C'est un fait : le marché des crypto-monnaies ne cesse de croître. Au-delà des aspects juridiques étudiés aujourd'hui par les autorités, un réel défi majeur apparaît sur le plan écologique. A l'horizon 2020, la consommation d'électricité liée au minage devrait être responsable de 2,5% des émissions de CO2 de la planète. Explications d'Ahmed Joudad, Head of Specialists chez Thomson Reuters.
On dénombre actuellement 1591 crypto-monnaies, avec une large dominance du Bitcoin qui s'accapare 37% de part de marché. Et la taille de ce marché ne cesse de croître : il représente actuellement plus de 400 milliards de dollars de capitalisation.
Le Bitcoin est une monnaie numérique qui utilise la Blockchain, une sorte de registre sous forme de blocs, où toutes les transactions sont vérifiées, enregistrées et sécurisées grâce à des mineurs. Le mineur met la puissance de calcul de ses machines à la disposition du réseau en échange de Bitcoin. C'est de cette manière que le protocole initial du Bitcoin prévoit leur attribution.
Certaines sociétés se sont donc spécialisées dans le minage de crypto-monnaies en créant des cartes avec des circuits intégrés spécialement dédiés pour optimiser le processus de minage. BITMAIN Technologies en est le leader avec 70% de part de marché, ce qui d'ailleurs pose un sérieux problème quant au principe de décentralisation promis par la technologie Blockchain.
Au-delà du matériel et des ressources requises pour faire fonctionner une ferme de minage, le principal facteur à considérer pour une telle installation dans un pays reste le coût de l'électricité. Ainsi en Chine, ce coût est inférieur à 9 centimes de dollars par KWh, et peut descendre jusqu'à 4 centimes de dollars par kWh en fonction des accords avec les autorités locales.
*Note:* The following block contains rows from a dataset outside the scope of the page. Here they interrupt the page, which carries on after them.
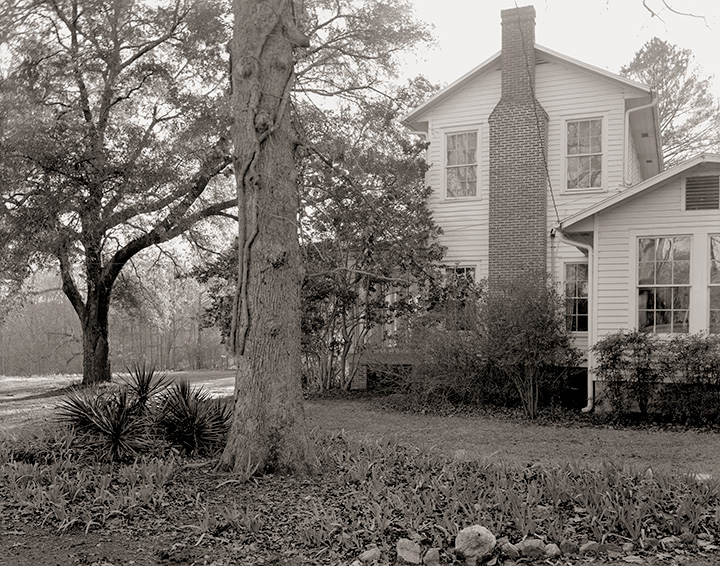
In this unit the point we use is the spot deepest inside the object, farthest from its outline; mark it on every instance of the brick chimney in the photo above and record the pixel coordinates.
(518, 130)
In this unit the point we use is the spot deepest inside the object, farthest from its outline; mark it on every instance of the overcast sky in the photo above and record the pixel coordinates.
(604, 33)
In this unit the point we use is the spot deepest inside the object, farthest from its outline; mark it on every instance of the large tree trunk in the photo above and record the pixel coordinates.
(96, 346)
(268, 431)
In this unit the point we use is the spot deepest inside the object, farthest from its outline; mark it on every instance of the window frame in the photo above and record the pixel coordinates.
(710, 285)
(472, 128)
(603, 117)
(566, 264)
(690, 286)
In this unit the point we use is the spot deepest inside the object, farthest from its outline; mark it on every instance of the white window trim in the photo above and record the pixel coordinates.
(699, 294)
(565, 263)
(477, 128)
(707, 283)
(563, 152)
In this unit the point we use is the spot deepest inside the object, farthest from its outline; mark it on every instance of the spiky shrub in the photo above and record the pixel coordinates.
(145, 383)
(192, 420)
(109, 423)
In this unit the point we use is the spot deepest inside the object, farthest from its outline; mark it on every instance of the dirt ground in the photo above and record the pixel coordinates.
(177, 534)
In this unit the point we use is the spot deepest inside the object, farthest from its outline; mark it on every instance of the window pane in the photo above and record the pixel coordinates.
(681, 272)
(576, 302)
(681, 249)
(663, 249)
(646, 321)
(664, 284)
(715, 298)
(681, 298)
(646, 275)
(663, 297)
(646, 298)
(647, 249)
(715, 322)
(663, 273)
(681, 321)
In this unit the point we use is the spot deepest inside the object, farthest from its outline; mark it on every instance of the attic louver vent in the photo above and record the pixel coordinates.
(702, 193)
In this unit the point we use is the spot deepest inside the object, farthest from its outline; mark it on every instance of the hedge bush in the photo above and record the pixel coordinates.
(674, 379)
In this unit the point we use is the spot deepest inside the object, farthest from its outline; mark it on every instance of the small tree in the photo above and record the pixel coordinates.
(526, 340)
(689, 114)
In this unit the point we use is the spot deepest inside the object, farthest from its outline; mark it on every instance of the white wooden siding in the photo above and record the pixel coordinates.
(656, 212)
(464, 221)
(564, 91)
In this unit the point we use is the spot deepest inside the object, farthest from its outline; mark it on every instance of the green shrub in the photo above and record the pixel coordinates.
(450, 367)
(122, 422)
(526, 342)
(691, 370)
(505, 348)
(673, 379)
(145, 383)
(629, 364)
(193, 421)
(110, 423)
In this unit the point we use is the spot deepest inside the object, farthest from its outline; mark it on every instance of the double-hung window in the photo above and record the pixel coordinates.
(664, 284)
(576, 297)
(584, 154)
(461, 164)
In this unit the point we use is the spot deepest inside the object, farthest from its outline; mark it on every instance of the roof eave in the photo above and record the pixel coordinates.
(647, 184)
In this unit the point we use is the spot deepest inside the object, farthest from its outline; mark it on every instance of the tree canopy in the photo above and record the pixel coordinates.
(113, 139)
(689, 114)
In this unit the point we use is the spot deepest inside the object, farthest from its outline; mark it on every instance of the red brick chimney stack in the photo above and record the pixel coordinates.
(518, 139)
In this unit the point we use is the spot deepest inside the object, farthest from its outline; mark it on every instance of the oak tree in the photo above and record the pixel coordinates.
(112, 140)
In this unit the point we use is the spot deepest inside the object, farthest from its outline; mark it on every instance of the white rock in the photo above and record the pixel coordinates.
(531, 547)
(370, 555)
(475, 543)
(408, 551)
(432, 557)
(552, 550)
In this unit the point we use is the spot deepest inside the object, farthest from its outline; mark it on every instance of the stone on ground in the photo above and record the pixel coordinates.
(531, 547)
(474, 543)
(370, 555)
(408, 551)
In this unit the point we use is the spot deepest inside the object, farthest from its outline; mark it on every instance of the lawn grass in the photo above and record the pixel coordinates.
(518, 442)
(494, 439)
(383, 475)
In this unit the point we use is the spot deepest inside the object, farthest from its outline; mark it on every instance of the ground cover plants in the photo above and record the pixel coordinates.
(371, 489)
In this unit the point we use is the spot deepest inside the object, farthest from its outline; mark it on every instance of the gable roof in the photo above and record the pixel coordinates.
(414, 118)
(646, 185)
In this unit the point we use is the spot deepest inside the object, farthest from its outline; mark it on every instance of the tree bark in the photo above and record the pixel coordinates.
(96, 346)
(268, 433)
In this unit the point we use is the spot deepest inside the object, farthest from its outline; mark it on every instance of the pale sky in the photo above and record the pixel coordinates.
(604, 33)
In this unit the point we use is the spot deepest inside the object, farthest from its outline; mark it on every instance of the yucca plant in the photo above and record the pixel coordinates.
(192, 420)
(145, 383)
(109, 423)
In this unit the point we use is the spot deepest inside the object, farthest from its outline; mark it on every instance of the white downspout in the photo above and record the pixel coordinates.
(591, 309)
(626, 141)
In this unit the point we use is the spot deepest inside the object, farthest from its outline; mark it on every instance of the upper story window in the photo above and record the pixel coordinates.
(461, 164)
(702, 193)
(664, 284)
(584, 154)
(576, 297)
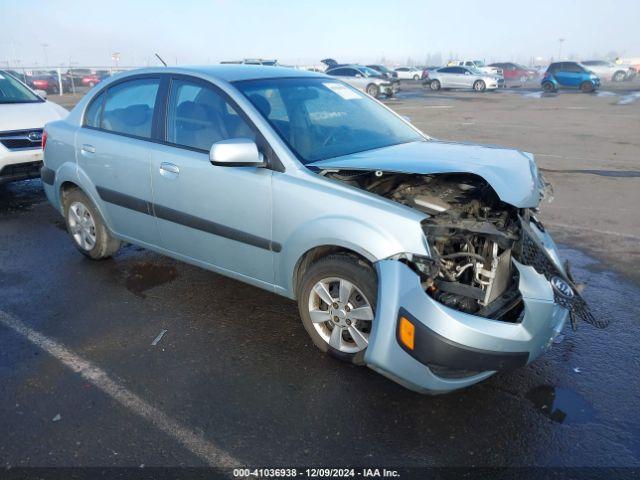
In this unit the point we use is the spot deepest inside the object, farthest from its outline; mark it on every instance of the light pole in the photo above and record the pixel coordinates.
(116, 58)
(560, 42)
(46, 58)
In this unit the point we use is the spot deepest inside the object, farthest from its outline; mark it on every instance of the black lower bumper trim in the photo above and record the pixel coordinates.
(432, 348)
(48, 175)
(20, 171)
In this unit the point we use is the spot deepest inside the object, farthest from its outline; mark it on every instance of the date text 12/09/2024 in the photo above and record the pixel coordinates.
(315, 473)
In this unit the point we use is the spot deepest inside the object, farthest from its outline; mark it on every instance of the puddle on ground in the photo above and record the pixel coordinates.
(606, 94)
(20, 196)
(144, 276)
(631, 98)
(561, 404)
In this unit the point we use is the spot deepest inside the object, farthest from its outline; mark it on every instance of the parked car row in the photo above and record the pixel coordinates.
(370, 81)
(52, 83)
(23, 114)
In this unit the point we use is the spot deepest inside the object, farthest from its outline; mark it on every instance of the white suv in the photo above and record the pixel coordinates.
(23, 115)
(478, 65)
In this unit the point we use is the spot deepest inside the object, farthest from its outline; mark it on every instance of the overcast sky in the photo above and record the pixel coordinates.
(205, 31)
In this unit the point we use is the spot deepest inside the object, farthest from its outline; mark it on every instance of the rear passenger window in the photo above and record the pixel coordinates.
(198, 117)
(129, 107)
(92, 115)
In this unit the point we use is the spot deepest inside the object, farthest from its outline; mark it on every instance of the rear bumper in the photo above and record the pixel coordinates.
(447, 340)
(19, 164)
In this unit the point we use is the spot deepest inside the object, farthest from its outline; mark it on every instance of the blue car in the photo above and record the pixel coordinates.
(422, 259)
(569, 75)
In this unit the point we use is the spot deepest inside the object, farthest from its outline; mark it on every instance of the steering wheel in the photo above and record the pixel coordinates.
(334, 134)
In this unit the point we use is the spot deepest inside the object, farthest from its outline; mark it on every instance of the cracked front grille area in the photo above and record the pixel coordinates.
(533, 254)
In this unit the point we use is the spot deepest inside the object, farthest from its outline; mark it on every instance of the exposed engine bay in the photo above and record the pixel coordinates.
(472, 237)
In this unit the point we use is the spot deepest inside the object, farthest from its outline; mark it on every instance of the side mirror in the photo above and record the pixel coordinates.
(236, 152)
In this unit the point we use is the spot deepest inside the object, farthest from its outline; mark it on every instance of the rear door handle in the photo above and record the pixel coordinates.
(169, 169)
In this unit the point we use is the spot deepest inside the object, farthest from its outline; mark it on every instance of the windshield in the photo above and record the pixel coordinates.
(12, 91)
(320, 118)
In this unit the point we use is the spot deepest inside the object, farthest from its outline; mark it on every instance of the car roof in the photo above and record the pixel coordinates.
(229, 73)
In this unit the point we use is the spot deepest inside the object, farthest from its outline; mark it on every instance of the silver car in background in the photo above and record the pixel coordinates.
(366, 79)
(463, 77)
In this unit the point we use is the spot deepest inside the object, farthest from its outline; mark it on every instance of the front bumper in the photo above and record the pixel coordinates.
(447, 340)
(19, 164)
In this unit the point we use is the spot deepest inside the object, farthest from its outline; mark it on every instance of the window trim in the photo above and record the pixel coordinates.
(272, 160)
(105, 90)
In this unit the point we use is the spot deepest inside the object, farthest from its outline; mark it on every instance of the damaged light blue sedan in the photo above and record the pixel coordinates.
(421, 259)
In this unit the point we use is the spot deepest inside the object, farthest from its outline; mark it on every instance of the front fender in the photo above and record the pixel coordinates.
(372, 242)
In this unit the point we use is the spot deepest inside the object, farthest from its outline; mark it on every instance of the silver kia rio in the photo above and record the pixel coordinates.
(419, 258)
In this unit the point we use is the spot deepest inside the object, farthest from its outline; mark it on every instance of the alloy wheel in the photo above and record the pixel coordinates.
(82, 226)
(341, 314)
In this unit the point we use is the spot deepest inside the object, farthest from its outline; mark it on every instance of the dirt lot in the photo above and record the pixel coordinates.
(235, 376)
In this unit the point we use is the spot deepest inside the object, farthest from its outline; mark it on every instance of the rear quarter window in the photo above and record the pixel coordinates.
(129, 107)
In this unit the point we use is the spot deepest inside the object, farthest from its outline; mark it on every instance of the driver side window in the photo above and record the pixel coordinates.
(198, 116)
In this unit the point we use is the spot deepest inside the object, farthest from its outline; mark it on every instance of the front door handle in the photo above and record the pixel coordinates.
(169, 169)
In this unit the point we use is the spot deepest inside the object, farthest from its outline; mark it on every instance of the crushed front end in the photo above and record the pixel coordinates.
(491, 296)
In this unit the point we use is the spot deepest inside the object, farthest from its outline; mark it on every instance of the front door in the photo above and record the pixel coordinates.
(112, 149)
(212, 215)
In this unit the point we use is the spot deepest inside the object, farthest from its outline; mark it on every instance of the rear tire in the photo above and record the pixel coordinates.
(87, 228)
(334, 273)
(373, 90)
(479, 86)
(587, 87)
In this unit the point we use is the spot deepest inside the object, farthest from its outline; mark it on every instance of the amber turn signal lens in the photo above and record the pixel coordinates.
(407, 333)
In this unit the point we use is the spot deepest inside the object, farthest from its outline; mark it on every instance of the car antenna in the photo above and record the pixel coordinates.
(160, 58)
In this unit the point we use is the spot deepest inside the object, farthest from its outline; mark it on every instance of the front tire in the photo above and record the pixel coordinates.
(479, 86)
(373, 90)
(337, 300)
(587, 87)
(87, 228)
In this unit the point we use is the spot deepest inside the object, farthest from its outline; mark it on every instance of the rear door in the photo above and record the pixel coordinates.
(207, 214)
(112, 149)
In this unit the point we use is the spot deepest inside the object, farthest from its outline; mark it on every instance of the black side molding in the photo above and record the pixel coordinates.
(432, 348)
(48, 176)
(181, 218)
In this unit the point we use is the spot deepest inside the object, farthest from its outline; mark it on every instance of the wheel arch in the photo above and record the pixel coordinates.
(314, 254)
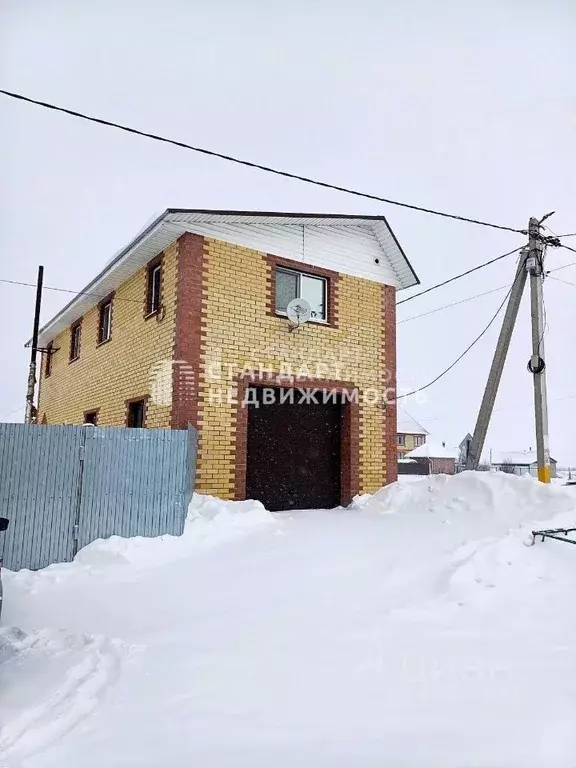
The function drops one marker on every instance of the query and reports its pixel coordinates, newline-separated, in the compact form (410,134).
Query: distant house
(431,458)
(518,462)
(410,434)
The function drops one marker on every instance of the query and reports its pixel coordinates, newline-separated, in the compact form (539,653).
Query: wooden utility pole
(537,365)
(30,417)
(491,390)
(531,263)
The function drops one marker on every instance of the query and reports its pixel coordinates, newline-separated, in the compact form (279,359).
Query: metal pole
(537,366)
(30,410)
(491,390)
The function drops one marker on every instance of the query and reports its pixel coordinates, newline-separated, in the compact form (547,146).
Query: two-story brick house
(187,325)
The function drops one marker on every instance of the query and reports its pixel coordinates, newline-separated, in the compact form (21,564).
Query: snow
(414,629)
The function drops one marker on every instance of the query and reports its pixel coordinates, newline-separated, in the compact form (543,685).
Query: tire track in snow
(84,684)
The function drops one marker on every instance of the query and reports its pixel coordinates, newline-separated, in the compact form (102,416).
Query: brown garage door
(293,451)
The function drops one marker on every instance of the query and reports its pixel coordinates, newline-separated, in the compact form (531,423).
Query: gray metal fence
(62,487)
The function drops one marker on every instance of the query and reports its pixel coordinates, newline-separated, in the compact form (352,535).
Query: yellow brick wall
(135,362)
(239,332)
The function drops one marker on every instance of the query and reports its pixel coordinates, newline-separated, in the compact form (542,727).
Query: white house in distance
(431,458)
(518,462)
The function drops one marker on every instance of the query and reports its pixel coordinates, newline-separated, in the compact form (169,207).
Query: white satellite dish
(299,311)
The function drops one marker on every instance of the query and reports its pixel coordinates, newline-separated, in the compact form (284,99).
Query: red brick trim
(90,411)
(350,434)
(156,261)
(332,280)
(189,331)
(389,421)
(145,398)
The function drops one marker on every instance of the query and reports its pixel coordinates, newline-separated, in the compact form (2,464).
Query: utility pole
(487,406)
(537,365)
(30,417)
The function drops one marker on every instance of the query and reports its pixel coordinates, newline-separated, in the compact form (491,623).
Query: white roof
(407,425)
(433,450)
(357,245)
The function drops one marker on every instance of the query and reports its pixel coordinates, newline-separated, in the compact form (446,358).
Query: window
(49,353)
(136,414)
(297,285)
(153,286)
(75,334)
(105,322)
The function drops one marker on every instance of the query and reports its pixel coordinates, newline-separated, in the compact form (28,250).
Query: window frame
(132,401)
(75,327)
(300,273)
(108,301)
(48,361)
(156,265)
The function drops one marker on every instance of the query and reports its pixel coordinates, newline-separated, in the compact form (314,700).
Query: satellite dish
(299,311)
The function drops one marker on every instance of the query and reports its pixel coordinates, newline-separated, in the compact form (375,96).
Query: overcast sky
(445,105)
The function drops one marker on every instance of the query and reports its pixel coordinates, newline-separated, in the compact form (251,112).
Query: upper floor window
(153,287)
(136,414)
(299,285)
(75,336)
(49,353)
(105,321)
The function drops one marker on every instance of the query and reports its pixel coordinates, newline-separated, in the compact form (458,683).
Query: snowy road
(417,630)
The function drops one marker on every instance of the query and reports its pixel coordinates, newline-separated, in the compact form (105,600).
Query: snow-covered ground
(415,629)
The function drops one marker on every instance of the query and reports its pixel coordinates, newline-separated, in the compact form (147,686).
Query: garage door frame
(349,432)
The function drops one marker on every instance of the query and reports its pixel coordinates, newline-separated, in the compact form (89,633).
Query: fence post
(78,500)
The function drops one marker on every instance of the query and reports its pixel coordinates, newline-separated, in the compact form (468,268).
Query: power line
(68,290)
(250,164)
(468,348)
(457,277)
(559,280)
(479,295)
(454,304)
(564,266)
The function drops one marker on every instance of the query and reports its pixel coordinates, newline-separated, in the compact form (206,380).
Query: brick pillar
(188,332)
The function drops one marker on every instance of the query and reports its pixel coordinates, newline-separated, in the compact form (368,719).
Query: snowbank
(209,522)
(414,629)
En Europe, où le coût oscille entre 14 et 35 centimes de dollars par kWh, il est difficile de concevoir une activité de minage très rentable. L'Islande est un des rares pays qui utilisent les énergies renouvelables et qui attirent les mineurs, car le pays dispose d'une énergie propre et peu chère grâce aux installations géothermiques et hydroélectriques.
Selon « l'International Energy Outlook » publié en septembre 2017, la Chine produit 72% de son électricité grâce au charbon mais ambitionne d'augmenter la part du renouvelable à 34% en 2040. En attendant, chaque kWh produit par du charbon occasionne environ 1,15 Kg de CO2 , ce qui amène l'émission des crypto-monnaies selon nos estimations à plus de 145 millions de tonnes de CO2 par an.
A ce jour, le minage des crypto-monnaies consomme plus d'électricité que des pays comme l'Egypte, la Malaisie ou la Pologne et émet autant de CO2 que le Pakistan, l'Algérie ou les Pays-Bas.
A l'horizon 2020, la consommation d'électricité liée au minage atteindra 4% de la consommation mondiale et sera responsable de 2,5% des émissions de CO2 de la planète .
C'est un défi majeur qui attend la communauté européenne, qui multiplie les initiatives écologiques et les programmes de développement durable mais sera confrontée dans un avenir proche au désastre écologique que représentera le minage des crypto-monnaies sur notre planète.
Ahmed Joudad, Head of Specialists chez Thomson Reuters, est intervenu dans le cadre de l'alumni SFAF du 18 avril 2018 qui s'est déroulé chez Thomson Reuters sur le thème « Analyse & comptabilité intégrées ».
La revue Analyse financière propose dans son édition 67 d'avril 2018 un dossier spécial intitulé « Finance verte pour croissance durable » et traitera le sujet de la Blockchain dans son focus de l'édition 68, à paraître en juillet 2018.
Calcul qui tient compte des émissions de CO2 liées au transport, à la production et au traitement du charbon lui-même.
Cette estimation est basée sur une augmentation moyenne de 12% par mois du minage de blocs et une consommation d'électricité 2 fois supérieure par rapport au niveau actuel due à l'utilisation croissante des circuits intégrés.